The document called the Articles of Confederation was, really, the first Constitution of the United States. Adopted by the Continental Congress in 1777, the Articles didn’t become the law of the land until March 1, 1781, when all 13 new states signed on. Thus, the United States of America was born. A straightforward reading can be found here.
Being obviously nervous about a strong central government, the Articles didn’t create three branches of government, as our current Constitution does. Instead, a committee of delegates from each state met to conduct the business of foreign relationships, declaring war, and maintaining a national military. All other matters were in the hands of individual states, which the Articles declared as sovereign entities united in mutual friendship.
It didn’t take long to realize that no national mechanism to deal with collecting taxes, regulating interstate commerce, etc. was in place. Thus, our current Constitution was adopted by the Constitutional Convention in 1787.
If it’s been a while since you’ve read some founding history, do yourself a favor and hit the links. The history is incredible.

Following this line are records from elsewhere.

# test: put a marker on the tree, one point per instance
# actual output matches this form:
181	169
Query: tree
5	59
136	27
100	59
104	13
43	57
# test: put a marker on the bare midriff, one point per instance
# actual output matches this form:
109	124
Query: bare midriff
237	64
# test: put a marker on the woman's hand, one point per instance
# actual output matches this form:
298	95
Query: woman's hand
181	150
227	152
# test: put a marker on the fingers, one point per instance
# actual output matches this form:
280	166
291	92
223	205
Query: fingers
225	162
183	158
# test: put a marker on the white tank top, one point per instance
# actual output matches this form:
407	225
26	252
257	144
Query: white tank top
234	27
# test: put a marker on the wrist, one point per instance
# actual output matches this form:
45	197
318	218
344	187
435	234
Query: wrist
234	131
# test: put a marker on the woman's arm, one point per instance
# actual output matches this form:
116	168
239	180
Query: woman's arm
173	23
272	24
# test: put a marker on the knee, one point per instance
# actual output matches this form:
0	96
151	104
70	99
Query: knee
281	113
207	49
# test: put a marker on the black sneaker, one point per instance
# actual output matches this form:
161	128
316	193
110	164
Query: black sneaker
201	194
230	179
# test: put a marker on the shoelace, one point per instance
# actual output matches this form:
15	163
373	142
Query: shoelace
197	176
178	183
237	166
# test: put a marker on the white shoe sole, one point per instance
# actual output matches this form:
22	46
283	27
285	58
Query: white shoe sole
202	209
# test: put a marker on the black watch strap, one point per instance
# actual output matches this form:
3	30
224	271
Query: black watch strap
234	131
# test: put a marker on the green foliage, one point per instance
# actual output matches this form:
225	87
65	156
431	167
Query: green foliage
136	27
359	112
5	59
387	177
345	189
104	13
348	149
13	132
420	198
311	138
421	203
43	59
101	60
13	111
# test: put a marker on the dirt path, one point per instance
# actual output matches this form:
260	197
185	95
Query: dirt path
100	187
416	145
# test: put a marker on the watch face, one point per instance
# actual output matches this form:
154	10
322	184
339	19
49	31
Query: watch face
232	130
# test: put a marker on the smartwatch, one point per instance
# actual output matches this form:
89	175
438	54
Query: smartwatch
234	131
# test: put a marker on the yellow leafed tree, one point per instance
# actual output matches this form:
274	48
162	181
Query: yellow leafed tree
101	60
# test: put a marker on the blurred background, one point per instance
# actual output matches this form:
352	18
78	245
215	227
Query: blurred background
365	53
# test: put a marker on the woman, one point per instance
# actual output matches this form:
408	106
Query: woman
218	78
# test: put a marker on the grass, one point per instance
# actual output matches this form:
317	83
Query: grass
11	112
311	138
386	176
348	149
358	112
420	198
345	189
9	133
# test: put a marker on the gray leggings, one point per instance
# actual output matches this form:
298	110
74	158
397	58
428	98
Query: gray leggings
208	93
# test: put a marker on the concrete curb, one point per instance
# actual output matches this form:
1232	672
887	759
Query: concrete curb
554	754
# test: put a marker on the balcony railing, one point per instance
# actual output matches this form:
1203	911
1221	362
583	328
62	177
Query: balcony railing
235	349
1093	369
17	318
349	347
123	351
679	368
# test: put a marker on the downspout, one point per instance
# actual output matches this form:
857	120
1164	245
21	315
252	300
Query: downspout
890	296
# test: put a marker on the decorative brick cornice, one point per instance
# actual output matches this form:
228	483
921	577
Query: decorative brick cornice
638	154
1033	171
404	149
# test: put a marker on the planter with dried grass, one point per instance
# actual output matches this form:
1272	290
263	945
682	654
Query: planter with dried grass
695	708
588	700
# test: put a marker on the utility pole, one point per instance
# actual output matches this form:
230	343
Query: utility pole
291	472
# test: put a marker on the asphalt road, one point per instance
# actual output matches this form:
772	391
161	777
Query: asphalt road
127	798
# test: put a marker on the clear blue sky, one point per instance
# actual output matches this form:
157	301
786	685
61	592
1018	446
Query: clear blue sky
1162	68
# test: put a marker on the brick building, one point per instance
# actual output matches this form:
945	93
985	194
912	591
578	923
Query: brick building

Now, onto something to eat.
I found a wonderful place, Feeding America that has complete copies of very early cookbooks. All you foodies out there will have a field day reading them. Also give a visit to Hearth & Homes for some early american cooking terms. Since seafood was so abundant, and clams were a favorite, let’s make some clam chowder. This clam chowder is a little more modern than what was made during the 1780’s.
NEW ENGLAND CLAM CHOWDER
1/2 lb. bacon, diced medium
1 Cup chopped leeks
1 Cup chopped onions
1 Cup chopped celery
3 bay leaves
1 Tbs. chopped fresh thyme
1/2 cup flour
1 lb. potatoes, peeled & chopped
4 Cups clam juice
2 Cups cream
2 lbs. clams, shucked & chopped (PLEASE read about clams at the end of the recipe)
2 Tbs. parsley, chopped
In a big stockpot, cook the bacon over medium high heat until crispy. Stir in the leeks, onions, and celery. Cook until the veggies just start to get tender. Taste it. Add some pepper, if you want. Add bay leaves and thyme. Stir it again for a minute or two. Add flour. Stir and cook a couple of minutes. Add potatoes and stir them around. Add clam juice. Bring everything to a boil, then reduce heat and simmer until the potatoes are tender. Add the cream. Bring everything back to a simmer. Taste it, and add salt or pepper to your taste. Add the clams. These will cook at a simmer (if you’re using fresh ones) in no more than two minutes. Stir in the fresh parsley and serve immediately.
~ About those clams: If you are using fresh clams, get a couple of pounds and steam them until they open, then take them out of the shells and chop them up. You can also use frozen clams (thaw them & chop them before putting them into the chowder). Canned clams are also great. Just be sure to not throw out the juice they are packed in. Every person’s palate is different when it comes to the amount of clams. I leave it to you!